PHILADELPHIA — Johnny Gaudreau was finally home in New Jersey, the NHL star with showstopping skills back again this week for a big assist for his family as a groomsman in the wedding of baby sister Katie.
Little brother Matthew was part of the wedding party, too. So was the eldest of the four Gaudreau siblings, sister Kristen, the maid of honor. All were looking ahead to one more glorious day in a life seemingly filled with them as the first family of hockey in South Jersey.
The wedding was set for Friday at a Catholic church in New Jersey. Tragedy came the night before when Johnny, 31, and Matt, 29, died after they were hit by a suspected drunken driver while riding bicycles in the Delaware River country south of Philadelphia, police said.

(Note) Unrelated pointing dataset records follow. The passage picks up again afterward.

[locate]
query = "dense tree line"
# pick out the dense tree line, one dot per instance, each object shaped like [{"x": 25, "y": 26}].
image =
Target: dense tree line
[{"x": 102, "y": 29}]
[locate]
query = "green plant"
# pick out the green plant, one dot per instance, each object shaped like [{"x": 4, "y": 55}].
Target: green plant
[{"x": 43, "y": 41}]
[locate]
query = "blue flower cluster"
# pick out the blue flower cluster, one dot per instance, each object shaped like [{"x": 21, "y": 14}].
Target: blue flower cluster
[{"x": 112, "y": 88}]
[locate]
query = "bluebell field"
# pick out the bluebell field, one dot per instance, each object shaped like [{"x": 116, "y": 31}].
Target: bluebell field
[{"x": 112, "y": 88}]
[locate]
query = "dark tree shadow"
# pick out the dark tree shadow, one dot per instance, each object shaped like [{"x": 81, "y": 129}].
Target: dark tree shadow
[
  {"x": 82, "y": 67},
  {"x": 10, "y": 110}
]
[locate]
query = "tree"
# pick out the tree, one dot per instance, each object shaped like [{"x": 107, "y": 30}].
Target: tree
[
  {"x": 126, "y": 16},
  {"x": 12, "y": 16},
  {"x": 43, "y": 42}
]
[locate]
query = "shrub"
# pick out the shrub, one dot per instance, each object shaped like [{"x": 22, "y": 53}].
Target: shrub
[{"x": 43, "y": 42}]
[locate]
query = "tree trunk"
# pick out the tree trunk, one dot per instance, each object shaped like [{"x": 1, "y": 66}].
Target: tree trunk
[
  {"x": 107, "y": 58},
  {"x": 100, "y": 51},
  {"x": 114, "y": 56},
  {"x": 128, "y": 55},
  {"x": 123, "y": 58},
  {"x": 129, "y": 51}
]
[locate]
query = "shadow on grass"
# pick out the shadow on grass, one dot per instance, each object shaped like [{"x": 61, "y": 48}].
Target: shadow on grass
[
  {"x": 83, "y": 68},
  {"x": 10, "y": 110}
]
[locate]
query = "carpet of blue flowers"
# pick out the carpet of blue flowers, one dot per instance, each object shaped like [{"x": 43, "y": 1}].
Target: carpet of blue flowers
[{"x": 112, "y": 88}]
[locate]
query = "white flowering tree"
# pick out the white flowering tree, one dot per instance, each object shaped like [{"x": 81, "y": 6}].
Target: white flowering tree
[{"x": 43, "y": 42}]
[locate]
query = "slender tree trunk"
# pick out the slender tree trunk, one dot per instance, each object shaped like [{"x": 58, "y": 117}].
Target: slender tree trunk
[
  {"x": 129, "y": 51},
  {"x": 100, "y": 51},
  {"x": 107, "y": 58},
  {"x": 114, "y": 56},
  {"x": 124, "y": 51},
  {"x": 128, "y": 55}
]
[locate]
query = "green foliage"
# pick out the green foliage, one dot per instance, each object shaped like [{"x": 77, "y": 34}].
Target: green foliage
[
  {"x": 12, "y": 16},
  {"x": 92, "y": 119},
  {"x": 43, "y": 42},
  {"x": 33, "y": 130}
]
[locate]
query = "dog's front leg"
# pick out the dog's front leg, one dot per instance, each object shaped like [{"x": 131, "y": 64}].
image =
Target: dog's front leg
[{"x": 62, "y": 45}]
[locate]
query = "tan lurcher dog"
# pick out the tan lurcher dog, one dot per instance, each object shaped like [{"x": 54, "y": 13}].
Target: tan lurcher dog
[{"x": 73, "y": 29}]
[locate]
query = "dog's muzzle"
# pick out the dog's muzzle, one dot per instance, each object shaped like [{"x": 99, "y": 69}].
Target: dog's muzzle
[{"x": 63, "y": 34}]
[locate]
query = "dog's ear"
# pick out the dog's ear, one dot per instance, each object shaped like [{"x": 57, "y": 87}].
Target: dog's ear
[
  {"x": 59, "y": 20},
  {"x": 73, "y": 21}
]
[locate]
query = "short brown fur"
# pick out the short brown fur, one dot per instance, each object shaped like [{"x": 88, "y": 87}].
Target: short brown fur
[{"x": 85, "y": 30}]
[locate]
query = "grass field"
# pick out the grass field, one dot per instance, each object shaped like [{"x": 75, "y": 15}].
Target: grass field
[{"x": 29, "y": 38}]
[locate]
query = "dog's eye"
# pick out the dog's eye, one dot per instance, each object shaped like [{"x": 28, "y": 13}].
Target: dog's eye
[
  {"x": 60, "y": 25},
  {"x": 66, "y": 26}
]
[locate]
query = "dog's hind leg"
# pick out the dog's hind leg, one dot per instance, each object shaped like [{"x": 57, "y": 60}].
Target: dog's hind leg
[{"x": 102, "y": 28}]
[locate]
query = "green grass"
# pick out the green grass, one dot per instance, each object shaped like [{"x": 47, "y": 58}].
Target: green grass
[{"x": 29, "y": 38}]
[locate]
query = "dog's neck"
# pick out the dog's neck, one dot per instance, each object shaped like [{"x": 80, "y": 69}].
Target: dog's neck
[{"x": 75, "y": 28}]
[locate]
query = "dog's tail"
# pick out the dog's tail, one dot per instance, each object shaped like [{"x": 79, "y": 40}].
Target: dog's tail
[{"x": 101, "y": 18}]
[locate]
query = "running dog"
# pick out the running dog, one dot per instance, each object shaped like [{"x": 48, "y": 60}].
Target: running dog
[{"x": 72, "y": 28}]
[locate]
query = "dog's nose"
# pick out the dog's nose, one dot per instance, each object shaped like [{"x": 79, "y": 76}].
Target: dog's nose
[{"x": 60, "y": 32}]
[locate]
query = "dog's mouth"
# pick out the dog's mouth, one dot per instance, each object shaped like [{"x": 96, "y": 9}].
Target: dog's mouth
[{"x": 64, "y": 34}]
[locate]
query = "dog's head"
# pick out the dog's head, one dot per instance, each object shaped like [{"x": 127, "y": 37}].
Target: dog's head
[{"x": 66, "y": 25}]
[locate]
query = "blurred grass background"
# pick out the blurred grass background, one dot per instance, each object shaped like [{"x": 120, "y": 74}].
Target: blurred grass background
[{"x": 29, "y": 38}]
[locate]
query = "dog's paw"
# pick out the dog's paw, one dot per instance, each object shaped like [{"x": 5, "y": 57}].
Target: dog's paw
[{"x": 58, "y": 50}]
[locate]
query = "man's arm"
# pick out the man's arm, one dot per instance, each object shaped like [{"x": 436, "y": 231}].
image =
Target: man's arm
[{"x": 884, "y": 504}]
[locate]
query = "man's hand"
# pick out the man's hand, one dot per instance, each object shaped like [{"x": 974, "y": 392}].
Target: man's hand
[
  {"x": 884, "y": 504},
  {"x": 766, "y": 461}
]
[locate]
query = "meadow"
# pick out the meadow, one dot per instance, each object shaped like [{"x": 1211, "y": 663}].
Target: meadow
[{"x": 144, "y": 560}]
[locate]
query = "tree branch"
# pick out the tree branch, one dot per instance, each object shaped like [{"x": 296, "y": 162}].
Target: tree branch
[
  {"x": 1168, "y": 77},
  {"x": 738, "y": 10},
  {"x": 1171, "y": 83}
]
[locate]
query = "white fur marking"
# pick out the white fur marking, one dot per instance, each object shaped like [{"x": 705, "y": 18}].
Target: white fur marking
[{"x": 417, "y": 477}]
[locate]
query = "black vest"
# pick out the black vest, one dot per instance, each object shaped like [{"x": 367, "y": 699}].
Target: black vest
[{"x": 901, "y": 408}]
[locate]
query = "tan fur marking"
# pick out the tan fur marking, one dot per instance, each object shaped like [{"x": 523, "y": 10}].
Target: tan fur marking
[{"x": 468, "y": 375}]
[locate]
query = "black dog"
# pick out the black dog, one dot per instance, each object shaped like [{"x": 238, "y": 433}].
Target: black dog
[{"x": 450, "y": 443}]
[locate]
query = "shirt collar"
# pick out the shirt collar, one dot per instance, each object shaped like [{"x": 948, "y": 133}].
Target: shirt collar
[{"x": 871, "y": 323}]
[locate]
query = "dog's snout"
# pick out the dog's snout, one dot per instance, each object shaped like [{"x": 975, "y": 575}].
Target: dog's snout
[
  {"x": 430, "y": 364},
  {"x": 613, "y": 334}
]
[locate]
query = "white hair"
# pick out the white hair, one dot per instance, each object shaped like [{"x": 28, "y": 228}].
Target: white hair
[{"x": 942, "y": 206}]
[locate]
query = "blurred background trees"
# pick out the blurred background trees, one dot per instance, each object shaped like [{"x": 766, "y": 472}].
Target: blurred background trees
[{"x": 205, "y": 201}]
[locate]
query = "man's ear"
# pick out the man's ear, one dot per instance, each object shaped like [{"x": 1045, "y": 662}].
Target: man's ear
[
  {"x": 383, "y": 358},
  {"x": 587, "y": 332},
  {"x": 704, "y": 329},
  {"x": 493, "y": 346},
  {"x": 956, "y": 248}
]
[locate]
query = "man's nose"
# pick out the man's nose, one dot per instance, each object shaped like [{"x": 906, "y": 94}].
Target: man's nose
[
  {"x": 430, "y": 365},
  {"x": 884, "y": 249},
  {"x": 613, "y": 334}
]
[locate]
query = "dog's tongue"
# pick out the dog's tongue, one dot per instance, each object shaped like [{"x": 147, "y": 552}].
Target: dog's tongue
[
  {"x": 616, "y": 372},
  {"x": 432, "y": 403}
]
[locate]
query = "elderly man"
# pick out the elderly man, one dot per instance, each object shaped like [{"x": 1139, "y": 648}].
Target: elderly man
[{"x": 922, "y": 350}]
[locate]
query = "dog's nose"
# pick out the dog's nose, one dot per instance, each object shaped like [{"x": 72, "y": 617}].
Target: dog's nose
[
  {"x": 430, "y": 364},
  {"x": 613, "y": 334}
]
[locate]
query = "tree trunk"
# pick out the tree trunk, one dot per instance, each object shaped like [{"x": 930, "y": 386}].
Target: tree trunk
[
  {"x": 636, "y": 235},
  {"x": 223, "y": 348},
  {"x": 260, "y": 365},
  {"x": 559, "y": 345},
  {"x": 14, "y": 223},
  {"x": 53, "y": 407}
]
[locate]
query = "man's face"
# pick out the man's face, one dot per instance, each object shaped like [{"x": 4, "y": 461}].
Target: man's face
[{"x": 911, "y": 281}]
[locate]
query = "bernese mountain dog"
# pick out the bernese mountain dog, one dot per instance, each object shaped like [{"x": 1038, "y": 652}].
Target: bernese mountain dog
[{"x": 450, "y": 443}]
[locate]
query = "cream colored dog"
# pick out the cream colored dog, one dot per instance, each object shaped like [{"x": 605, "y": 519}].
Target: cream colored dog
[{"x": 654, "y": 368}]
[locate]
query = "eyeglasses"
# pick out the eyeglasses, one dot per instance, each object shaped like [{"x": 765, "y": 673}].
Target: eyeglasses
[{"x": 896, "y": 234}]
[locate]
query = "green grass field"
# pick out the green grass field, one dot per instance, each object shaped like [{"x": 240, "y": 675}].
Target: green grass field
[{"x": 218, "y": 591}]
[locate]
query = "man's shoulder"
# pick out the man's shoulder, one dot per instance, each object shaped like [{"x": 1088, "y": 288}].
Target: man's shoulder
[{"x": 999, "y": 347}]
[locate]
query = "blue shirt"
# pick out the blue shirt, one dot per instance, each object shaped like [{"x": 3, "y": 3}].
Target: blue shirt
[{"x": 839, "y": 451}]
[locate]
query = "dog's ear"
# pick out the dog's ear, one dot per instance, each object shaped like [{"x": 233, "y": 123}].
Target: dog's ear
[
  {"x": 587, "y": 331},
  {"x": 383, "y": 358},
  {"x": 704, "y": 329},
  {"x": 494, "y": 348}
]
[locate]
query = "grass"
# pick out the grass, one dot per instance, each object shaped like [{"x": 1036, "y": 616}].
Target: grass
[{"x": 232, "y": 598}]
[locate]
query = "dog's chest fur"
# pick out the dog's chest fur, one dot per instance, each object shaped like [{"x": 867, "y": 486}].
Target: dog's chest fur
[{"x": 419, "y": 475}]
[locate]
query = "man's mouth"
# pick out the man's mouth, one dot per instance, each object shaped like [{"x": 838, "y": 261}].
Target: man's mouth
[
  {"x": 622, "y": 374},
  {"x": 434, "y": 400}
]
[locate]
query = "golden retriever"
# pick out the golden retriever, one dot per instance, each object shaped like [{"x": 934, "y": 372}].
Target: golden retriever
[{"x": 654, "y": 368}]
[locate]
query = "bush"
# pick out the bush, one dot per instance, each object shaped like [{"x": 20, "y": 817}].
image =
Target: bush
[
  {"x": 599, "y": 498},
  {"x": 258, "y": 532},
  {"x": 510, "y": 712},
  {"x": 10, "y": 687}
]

The wedding was put off in a hurricane of grief and shock. Far beyond the rink, the siblings had been as intertwined as any family could be, united as they were while smiling in the upper deck of a 2014 Philadelphia Phillies game. Or at a Boston College hockey game from earlier that same year, when the two brothers played for the Eagles.
Katie Gaudreau's Instagram page is dotted with photos of the siblings goofing off at games, posing next to a Christmas tree, enjoying a day at the New Jersey shore — snapshots of a tight-knit family whose bond stretched far beyond memories cheering on Johnny and his rise to NHL stardom with Calgary and Columbus.
Fans called him ''Johnny Hockey,'' a moniker earned for his infectious spirit for the game and eye-popping skills. On NHL rosters, he was simply Johnny Gaudreau.
And on that wedding party list, he was just John Gaudreau. Little Johnny Gaudreau, all of 7 months old, was set to be a ring bearer alongside sister Noa, who turns 2 in October. She was to be a flower girl for her aunt.
Now there would be no reception or after-party in Philadelphia, the city whose teams Johnny rooted for even into adulthood; he once told reporters at an NHL All-Star game once he still rocked a '' lime green '' beanie in the winter of his support for the Eagles.